Remains of 11 firefighters recovered at WTC
New York Times News Service
March 12, 2002 20:30:00

NEW YORK - The remains of at least 11 firefighters and an unknown number of civilians were uncovered at the World Trade Center site on Tuesday in what was the biggest find of victims in weeks. The discoveries came as crews finally dug into the former lobby of the south tower, one of the few sections at ground zero yet to be fully cleared.


The repeated discovery of remains - several of them firefighters from Ladder 4, a Midtown Manhattan company - was far from a surprise, as recovery crews in the last week have started to remove what had been a temporary roadway that passed over the footprint of the south tower.

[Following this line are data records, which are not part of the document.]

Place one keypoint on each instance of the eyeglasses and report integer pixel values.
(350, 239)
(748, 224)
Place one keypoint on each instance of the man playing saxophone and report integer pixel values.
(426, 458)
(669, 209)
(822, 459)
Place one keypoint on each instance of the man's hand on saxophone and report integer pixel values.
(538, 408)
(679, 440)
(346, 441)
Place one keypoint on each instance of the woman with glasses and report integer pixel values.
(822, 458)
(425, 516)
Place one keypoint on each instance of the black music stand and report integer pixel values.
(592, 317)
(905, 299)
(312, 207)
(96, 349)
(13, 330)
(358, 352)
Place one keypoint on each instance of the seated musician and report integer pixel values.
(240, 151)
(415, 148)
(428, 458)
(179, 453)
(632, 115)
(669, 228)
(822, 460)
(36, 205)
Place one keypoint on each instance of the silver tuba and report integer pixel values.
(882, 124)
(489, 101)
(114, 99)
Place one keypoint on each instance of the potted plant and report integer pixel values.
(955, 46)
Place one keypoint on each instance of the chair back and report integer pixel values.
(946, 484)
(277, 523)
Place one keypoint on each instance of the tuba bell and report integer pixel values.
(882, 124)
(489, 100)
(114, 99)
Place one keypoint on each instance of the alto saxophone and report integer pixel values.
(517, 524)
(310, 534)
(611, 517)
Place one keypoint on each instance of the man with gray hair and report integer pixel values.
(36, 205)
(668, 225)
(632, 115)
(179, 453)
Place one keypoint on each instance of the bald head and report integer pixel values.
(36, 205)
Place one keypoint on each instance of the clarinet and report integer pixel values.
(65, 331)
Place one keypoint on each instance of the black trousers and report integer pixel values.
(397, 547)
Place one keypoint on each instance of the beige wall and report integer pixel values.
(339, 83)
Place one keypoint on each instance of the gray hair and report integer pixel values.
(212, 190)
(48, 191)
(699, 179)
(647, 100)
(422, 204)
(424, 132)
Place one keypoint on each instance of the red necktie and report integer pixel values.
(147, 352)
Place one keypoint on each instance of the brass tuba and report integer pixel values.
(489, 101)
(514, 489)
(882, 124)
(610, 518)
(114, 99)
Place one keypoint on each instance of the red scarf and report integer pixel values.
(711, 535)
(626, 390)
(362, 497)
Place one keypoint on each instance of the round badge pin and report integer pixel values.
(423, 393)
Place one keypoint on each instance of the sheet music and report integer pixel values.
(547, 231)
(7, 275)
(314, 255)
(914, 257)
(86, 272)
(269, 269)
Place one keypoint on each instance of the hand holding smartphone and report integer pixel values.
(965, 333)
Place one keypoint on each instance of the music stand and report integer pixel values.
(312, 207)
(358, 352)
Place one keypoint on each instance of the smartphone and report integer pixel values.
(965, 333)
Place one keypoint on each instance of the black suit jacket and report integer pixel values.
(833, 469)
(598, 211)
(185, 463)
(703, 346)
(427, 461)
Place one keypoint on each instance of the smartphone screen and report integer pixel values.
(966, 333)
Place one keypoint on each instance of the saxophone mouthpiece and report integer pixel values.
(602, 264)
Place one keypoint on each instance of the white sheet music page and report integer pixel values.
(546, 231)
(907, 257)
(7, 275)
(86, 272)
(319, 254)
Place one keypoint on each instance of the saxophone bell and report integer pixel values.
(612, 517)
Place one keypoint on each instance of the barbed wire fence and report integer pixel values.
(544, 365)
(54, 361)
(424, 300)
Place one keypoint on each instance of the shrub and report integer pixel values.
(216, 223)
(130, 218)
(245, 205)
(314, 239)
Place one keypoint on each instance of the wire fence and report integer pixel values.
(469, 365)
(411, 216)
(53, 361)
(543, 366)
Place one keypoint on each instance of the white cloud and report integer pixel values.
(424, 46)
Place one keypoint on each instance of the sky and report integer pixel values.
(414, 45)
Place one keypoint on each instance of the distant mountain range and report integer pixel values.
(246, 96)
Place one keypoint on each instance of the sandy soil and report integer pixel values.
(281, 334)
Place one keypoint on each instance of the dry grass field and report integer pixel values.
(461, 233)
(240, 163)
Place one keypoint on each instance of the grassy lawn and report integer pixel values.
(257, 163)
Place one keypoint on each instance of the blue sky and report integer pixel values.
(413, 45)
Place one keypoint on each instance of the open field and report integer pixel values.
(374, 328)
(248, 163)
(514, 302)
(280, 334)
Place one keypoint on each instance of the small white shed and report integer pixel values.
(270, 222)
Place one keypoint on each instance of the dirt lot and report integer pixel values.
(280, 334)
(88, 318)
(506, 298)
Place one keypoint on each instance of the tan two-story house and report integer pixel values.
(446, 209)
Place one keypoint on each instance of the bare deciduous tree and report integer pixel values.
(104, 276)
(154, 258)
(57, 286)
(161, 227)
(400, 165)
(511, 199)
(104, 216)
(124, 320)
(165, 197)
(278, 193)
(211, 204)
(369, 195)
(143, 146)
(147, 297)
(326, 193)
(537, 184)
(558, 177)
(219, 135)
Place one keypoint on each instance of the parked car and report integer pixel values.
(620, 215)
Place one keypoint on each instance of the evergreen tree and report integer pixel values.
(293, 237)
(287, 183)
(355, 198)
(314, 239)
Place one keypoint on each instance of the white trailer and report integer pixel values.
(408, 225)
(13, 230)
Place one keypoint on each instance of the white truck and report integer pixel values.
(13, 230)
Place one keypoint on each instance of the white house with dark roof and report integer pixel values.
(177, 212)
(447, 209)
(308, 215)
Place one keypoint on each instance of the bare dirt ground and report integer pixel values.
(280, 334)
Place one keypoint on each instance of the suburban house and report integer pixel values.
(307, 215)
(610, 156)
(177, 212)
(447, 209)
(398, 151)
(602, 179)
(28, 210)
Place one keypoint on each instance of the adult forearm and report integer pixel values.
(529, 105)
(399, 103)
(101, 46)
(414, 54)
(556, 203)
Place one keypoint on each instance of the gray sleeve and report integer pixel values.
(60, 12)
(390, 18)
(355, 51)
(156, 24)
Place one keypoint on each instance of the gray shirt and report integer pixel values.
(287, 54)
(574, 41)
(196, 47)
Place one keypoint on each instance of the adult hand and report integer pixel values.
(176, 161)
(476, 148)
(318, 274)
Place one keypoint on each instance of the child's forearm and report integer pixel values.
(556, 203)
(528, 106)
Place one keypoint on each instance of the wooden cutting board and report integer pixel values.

For months, firefighters had suspected many of their colleagues might be buried in this southern section of the trade center site. The south tower was the first to fall, meaning firefighters who were assembled in the lobby, on the sidewalk, on the adjacent street, as well as those trying to help rescue victims in the lower floors, had little notice before the tower came down.

But only now that a more permanent steel bridge has been installed at the site to allow construction trucks to drive in and out of the pit could the demolition crews start to remove the makeshift road and pull out bodies that had been compressed for six months underneath the debris.

"When they built the road there in the first place, people were cringing, as we knew what was underneath," said James Spollen, a fire department spokesman.

The identities of the firefighters were not released, but Ladder 4 was twice called to the scene to salute their fallen colleagues, as bodies, draped in American flags, were carried slowly up the new metal ramp and placed in waiting ambulances.

"You feel good, deep down, that you are doing something for their families," said Battalion Chief Andrew F. Richter, who helps supervise the recovery effort at ground zero. "But you are angry as well. It reminds us of why we are down here in the first place."

Unlike the civilian victims, the remains of the firefighters were often easier to identify because of gear they were wearing that at least indicated which fire company they were stationed at. But fire officials were reluctant to disclose any identities until a formal confirmation had been made and family members had been notified.